Aus unserer Sicht müssen jedoch noch deutliche Verbesserungen im gesamten Entwurf vorgenommen werden, um die Standards der bestehenden Tariftreuegesetze im Bundesgebiet einzuhalten.

Für den Personenverkehr (ÖPNV und SPNV) fordern wir selbstverständlich den verpflichtenden und sozial geschützten Personalübergang bei Betreiberwechsel sowie die Vorgabe repräsentativer Tarifverträge, die durch einen beratenden Ausschuss bestimmt werden.

Für alle anderen Aufträge, die durch neue Schutzregelungen im Arbeitnehmerentsendegesetz (AEntG) und Gesetz gegen Wettbewerbsbeschränkungen (GWB) erfasst sind, wie Aufträge für Sicherheit und Sauberkeit oder Dienstleistungsaufträge für den Vertrieb, wollen wir ebenfalls die Vorgabe von repräsentativen Branchenniveaus analog anderer Bundesländer wie z.B. in Bremen, Berlin oder dem Saarland. Und natürlich muss die Einhaltung aller Vorgaben regelmäßig stichprobenartig kontrolliert werden, nicht nur anlassbezogen.

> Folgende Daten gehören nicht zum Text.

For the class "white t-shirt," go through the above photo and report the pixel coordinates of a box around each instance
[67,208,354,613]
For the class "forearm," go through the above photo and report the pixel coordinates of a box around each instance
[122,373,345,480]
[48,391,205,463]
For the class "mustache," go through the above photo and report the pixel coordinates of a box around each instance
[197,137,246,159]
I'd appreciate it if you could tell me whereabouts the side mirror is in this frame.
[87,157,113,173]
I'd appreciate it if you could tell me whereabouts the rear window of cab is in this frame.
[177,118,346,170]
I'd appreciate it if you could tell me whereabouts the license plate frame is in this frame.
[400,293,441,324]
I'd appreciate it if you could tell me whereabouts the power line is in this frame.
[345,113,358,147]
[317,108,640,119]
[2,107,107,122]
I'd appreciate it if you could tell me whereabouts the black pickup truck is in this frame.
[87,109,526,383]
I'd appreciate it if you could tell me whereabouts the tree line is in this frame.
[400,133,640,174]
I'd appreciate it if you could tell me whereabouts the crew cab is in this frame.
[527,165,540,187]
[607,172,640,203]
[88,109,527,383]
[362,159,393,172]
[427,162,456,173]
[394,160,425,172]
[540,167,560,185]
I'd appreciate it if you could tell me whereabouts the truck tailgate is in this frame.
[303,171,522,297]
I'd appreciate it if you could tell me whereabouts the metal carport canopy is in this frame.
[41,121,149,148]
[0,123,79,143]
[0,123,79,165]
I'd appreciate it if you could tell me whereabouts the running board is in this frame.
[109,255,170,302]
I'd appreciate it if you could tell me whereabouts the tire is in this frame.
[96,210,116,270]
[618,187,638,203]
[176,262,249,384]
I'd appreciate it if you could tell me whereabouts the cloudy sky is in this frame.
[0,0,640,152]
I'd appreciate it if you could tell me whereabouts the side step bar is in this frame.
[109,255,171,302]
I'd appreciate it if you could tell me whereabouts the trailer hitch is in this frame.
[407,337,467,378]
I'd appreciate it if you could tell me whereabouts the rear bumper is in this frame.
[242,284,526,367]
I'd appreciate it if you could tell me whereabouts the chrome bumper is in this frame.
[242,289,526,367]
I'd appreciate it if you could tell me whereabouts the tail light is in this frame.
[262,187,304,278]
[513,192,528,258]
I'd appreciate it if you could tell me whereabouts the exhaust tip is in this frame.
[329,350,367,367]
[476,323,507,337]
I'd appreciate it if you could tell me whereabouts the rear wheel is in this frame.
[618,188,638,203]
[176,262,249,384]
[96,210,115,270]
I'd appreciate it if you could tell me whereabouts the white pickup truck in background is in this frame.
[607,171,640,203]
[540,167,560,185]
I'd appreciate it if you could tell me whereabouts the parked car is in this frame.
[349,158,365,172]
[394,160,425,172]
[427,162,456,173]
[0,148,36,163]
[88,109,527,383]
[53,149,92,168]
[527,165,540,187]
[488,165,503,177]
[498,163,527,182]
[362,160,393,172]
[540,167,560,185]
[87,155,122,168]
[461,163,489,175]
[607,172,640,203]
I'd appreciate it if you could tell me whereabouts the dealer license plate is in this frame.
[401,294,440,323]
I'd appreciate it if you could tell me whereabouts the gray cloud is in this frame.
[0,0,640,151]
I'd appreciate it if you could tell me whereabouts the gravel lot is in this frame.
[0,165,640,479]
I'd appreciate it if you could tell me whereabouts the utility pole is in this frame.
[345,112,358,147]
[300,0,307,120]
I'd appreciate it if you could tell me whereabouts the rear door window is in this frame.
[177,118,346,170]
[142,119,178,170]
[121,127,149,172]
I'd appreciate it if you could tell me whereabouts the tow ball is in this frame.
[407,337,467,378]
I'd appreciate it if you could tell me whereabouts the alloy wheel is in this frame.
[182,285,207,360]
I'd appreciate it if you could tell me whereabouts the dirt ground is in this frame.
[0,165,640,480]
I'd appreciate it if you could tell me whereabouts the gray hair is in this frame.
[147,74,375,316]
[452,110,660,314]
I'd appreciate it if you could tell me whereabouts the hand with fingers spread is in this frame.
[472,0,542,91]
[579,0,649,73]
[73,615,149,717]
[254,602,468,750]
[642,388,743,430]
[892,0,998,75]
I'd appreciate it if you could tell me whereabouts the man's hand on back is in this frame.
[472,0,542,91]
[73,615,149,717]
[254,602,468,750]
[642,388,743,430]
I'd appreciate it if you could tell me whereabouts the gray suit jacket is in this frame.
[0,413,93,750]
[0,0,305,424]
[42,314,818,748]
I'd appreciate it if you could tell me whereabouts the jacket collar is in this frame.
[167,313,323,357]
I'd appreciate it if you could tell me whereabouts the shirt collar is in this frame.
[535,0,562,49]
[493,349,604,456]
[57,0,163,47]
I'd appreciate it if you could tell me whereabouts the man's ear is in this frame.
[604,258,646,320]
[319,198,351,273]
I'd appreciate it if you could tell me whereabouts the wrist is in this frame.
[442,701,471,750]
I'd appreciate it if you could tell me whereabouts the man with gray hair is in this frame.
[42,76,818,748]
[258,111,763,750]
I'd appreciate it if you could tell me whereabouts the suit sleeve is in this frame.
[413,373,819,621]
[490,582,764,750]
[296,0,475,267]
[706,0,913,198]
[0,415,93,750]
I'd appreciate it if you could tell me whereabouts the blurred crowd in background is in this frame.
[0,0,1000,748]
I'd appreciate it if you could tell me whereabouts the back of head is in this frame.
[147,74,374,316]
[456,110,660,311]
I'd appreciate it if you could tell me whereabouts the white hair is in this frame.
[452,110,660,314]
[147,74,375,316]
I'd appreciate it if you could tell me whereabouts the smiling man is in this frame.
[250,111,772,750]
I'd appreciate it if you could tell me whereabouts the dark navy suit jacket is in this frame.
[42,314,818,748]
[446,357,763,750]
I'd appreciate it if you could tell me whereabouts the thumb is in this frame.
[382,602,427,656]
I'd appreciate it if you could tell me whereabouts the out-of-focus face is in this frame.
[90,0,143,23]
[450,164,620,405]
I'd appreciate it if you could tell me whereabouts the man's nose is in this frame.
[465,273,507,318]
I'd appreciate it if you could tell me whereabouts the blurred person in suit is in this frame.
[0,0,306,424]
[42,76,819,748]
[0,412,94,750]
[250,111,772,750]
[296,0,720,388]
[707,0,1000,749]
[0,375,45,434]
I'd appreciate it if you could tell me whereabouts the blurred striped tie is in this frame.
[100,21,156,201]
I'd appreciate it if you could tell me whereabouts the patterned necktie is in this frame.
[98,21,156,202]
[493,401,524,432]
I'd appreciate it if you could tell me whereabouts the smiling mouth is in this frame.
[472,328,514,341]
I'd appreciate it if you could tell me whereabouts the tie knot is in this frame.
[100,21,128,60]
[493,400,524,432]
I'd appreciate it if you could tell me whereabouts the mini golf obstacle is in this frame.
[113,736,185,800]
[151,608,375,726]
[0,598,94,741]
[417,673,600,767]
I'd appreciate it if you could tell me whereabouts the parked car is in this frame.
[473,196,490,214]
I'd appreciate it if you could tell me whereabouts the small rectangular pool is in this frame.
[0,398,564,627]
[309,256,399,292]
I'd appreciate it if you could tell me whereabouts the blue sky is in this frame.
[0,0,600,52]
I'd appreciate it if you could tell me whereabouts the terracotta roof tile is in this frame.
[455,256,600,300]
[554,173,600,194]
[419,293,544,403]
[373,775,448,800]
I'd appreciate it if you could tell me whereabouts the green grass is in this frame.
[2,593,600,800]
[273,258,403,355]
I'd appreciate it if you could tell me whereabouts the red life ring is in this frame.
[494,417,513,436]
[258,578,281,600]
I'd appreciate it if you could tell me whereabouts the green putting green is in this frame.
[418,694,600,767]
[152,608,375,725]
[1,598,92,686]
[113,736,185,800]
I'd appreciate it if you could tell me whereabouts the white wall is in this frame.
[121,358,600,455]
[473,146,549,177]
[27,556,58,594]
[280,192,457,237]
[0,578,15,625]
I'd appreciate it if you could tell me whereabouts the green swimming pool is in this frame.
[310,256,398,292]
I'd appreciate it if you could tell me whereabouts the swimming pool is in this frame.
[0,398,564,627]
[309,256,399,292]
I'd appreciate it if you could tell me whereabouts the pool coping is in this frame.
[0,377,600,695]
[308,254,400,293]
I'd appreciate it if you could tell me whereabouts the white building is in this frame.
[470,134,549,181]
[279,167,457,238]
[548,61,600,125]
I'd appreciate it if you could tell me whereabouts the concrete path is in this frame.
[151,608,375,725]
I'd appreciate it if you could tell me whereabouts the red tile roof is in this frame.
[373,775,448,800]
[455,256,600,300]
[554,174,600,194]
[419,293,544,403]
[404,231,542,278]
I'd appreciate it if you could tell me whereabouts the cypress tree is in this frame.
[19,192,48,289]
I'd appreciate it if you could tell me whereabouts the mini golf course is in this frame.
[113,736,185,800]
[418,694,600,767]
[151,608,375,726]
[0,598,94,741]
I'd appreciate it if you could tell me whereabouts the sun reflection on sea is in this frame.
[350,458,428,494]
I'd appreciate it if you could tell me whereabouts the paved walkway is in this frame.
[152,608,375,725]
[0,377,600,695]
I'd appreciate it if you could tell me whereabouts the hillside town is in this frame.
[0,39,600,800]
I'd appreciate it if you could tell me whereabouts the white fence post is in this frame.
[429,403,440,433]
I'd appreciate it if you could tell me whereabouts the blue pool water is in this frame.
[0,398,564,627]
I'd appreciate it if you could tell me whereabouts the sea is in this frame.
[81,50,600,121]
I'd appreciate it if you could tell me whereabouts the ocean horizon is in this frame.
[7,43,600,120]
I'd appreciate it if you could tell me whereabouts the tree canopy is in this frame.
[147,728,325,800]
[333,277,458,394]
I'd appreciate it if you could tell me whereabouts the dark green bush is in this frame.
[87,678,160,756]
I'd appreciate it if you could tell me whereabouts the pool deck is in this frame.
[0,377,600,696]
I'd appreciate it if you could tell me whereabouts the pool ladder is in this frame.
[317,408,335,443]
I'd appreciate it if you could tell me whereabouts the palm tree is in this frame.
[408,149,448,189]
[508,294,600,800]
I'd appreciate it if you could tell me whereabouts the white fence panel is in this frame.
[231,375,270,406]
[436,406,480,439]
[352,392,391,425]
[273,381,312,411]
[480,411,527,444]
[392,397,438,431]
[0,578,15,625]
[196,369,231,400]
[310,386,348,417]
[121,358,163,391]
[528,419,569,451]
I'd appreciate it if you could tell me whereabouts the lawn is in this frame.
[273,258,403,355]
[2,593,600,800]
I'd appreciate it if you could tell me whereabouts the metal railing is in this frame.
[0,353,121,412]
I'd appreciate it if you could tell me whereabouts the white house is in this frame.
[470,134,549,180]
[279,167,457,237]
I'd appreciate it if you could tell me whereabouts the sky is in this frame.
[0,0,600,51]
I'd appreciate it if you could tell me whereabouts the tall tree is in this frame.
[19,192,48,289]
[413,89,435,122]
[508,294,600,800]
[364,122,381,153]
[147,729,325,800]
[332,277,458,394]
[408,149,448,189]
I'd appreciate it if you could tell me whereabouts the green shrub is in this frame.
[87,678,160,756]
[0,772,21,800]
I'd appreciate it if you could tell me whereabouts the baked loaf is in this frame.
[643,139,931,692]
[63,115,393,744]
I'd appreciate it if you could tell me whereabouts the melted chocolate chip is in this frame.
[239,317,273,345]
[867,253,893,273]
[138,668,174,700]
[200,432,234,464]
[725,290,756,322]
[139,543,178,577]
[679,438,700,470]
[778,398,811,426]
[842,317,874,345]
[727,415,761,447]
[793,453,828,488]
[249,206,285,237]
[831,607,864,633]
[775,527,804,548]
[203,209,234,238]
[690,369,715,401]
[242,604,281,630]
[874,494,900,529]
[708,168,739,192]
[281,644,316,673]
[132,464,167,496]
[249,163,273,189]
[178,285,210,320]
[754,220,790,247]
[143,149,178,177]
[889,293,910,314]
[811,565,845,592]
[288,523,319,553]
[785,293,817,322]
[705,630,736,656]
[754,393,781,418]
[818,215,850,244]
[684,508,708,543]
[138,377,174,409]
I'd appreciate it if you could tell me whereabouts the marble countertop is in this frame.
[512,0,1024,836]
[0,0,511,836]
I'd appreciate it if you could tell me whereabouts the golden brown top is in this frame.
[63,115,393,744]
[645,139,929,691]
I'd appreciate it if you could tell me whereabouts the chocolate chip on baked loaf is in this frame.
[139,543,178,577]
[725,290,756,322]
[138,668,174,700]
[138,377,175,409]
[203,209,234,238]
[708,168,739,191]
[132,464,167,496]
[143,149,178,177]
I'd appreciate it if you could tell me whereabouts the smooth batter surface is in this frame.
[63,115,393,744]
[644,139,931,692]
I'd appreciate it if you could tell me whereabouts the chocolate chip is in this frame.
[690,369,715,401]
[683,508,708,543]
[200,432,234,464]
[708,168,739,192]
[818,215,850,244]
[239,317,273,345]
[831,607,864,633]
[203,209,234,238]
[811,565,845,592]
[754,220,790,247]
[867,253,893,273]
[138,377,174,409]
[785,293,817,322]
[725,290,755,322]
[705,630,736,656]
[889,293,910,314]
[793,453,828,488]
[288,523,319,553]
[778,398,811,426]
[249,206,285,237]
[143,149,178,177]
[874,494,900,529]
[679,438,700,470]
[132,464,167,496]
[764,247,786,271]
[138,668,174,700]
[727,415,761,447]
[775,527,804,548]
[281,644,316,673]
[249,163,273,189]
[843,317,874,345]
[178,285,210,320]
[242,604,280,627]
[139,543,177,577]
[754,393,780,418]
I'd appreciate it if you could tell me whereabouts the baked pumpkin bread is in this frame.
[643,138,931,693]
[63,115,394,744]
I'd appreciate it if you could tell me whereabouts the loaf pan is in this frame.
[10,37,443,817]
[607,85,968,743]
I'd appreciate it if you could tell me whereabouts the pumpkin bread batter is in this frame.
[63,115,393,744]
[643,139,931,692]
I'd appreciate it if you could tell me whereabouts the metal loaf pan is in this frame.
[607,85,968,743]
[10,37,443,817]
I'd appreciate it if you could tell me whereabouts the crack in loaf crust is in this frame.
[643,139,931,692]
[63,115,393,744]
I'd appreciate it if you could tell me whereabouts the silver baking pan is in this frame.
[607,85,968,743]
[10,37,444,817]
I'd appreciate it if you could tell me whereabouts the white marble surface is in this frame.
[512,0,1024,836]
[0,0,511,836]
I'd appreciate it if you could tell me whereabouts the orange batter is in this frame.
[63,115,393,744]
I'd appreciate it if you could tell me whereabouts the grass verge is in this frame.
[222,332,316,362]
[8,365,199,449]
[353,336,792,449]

Auch sind die vorgeschlagenen Schwellenwerte, ab denen die wichtigen Tariftreueregelungen gelten sollen, mehr als zehnmal so hoch wie in anderen Bundesländern.

In einem ersten Austausch mit Vertretern von Administration und Senat in Hamburg wurde klar, dass es bis zum Abschluss dieses wichtigen Gesetzes zum Arbeitnehmerschutz noch ein langer Weg sein wird. Wir hoffen jedoch, dass es die Tariftreue nun auch in Hamburg endlich durch die Ziellinie schafft.

Aus Sicht von mobifair ist es nicht nur eine moralische Verpflichtung, mit öffentlichen Geldern kein Lohndumping zu unterstützen. Es ist ein gesellschaftlicher Mehrwert, der durch die Förderung seriöser Unternehmen entsteht. Gute Löhne erhalten die Kaufkraft und stützen unseren sozialen Sicherungssysteme und beides ist für eine gesunde Gesellschaft unverzichtbar.